Whole-blood RNA and plasma NfL correlations identify biomarker candidates and targetable pathways in MS and NMO

Lukasz S. Wylezinski^1-2, Guzel I. Shaginurova¹, Cheryl L. Sesler¹, and Charles F. Spurlock, III^1-4

¹ Decode Health, Nashville, TN, USA

² Department of Medicine, Vanderbilt University Medical Center, Nashville, TN, USA.

³ Thomas F. Frist, Jr. College of Medicine, Belmont University, Nashville, TN, USA

⁴ Wagner School of Public Service, New York University, New York, NY, USA

Background and Objectives. Neurofilament light chain (NfL) is a quantitative biomarker of neuroaxonal injury used to assess neurological disease activity. Linking peripheral blood RNA expression to plasma NfL levels can reveal immune and metabolic pathways associated with injury and may uncover complementary biomarkers. Our prior work identified distinct whole-blood RNA signatures and molecular subgroups at high versus low plasma NfL concentrations in relapsing-remitting multiple sclerosis (RRMS) and neuromyelitis optica (NMO). This study correlates RNA with plasma NfL in RRMS and NMO to define shared and disease-specific pathway signatures that aid in the identification of biomarker and therapeutic targets.
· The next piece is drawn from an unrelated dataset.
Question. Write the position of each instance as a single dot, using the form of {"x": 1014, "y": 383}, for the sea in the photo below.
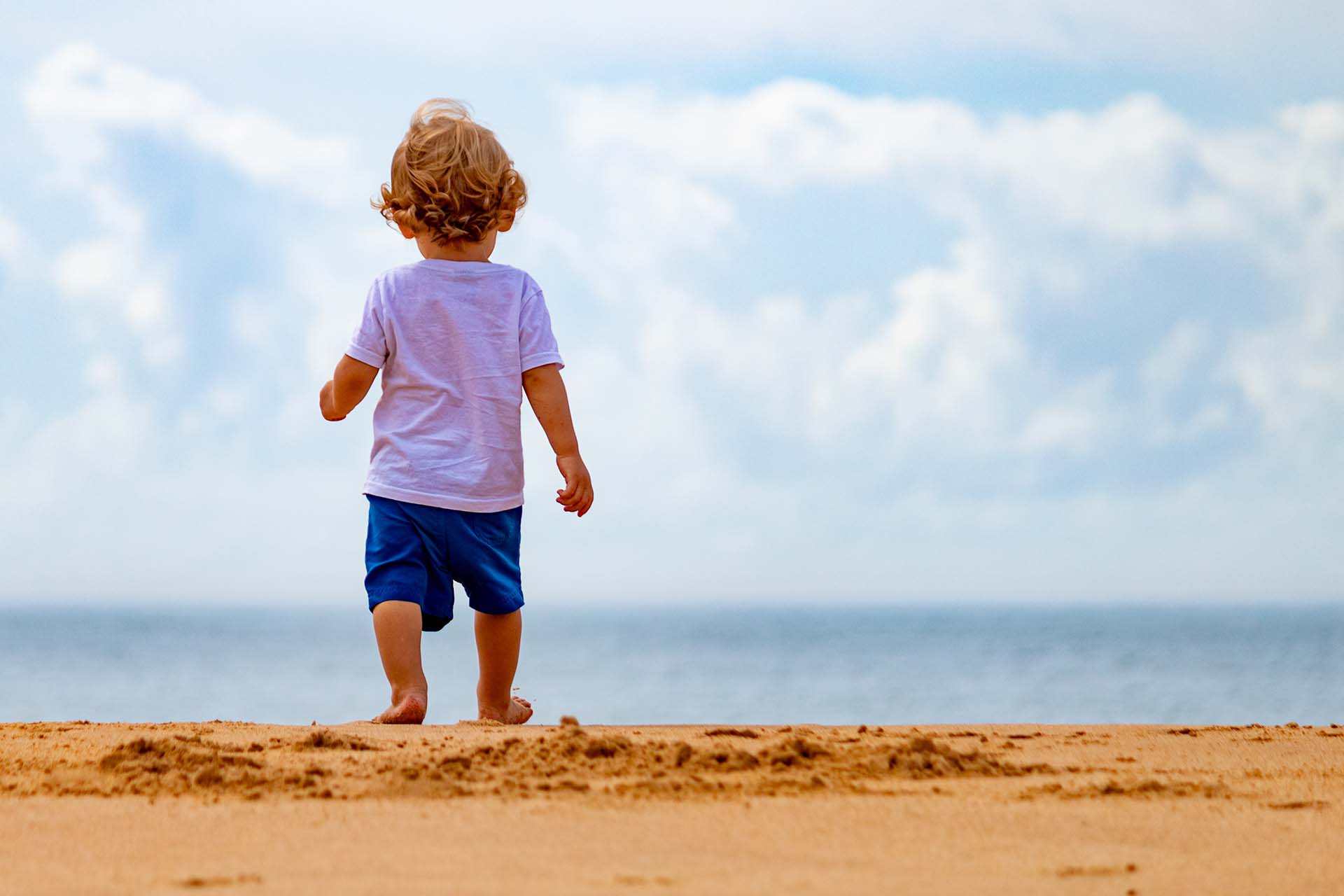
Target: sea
{"x": 698, "y": 664}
Methods. Peripheral whole blood was collected in PAXgene Blood RNA tubes from treatment-naive RRMS (n=105) and NMO (n=48). NfL was quantified in matched EDTA plasma. RNA-seq was performed, and gene expression correlations with plasma NfL were calculated within each disease group. NfL-associated genes underwent enrichment analysis across multiple curated pathway libraries. Pathways were ranked by cross-library concordance and disease relevance.

Results. Across diseases, enrichment converged on lipid and lipoprotein biology, including chylomicron and plasma lipoprotein assembly, which aligns with myelin lipid demands and immunometabolic regulation. In RRMS, dominant signals included ABC transporter activity and lipoprotein remodeling (such as ABCA6, ABCA9, APOB), along with junctional and adhesion pathways involving type I hemidesmosome components, supporting blood-brain barrier integrity, leukocyte trafficking, and remyelination. In NMO, correlations highlighted FGFR signaling with downstream PI3K and phospholipase C modules (FGF2), as well as interleukin signaling (IL-18 and IL-1b) and lipoprotein assembly (MTTP), consistent with astrocytopathy and cytokine-driven injury. Shared features included lipid pathways and cytokine, MAPK, and PI3K networks, indicating convergent inflammatory and metabolic processes associated with axonal injury.

Conclusion. Correlating whole-blood RNA expression with plasma NfL reveals clinically relevant biological themes. RRMS shows ABC transporters, lipoprotein remodeling, and junctional programs that may influence blood-brain barrier function and repair. NMO features FGFR-centered signaling with PI3K and phospholipase C branches, interleukin activity, and lipoprotein assembly. Findings identify complementary biomarker candidates and support therapeutic hypotheses consistent with IL-6 and complement activation in NMO, as well as S1P, B-cell, and trafficking mechanisms in MS. Future validation combining these RNA-NfL datasets with imaging and clinical measures could enhance disease activity assessments, enable personalized monitoring, and guide treatment options.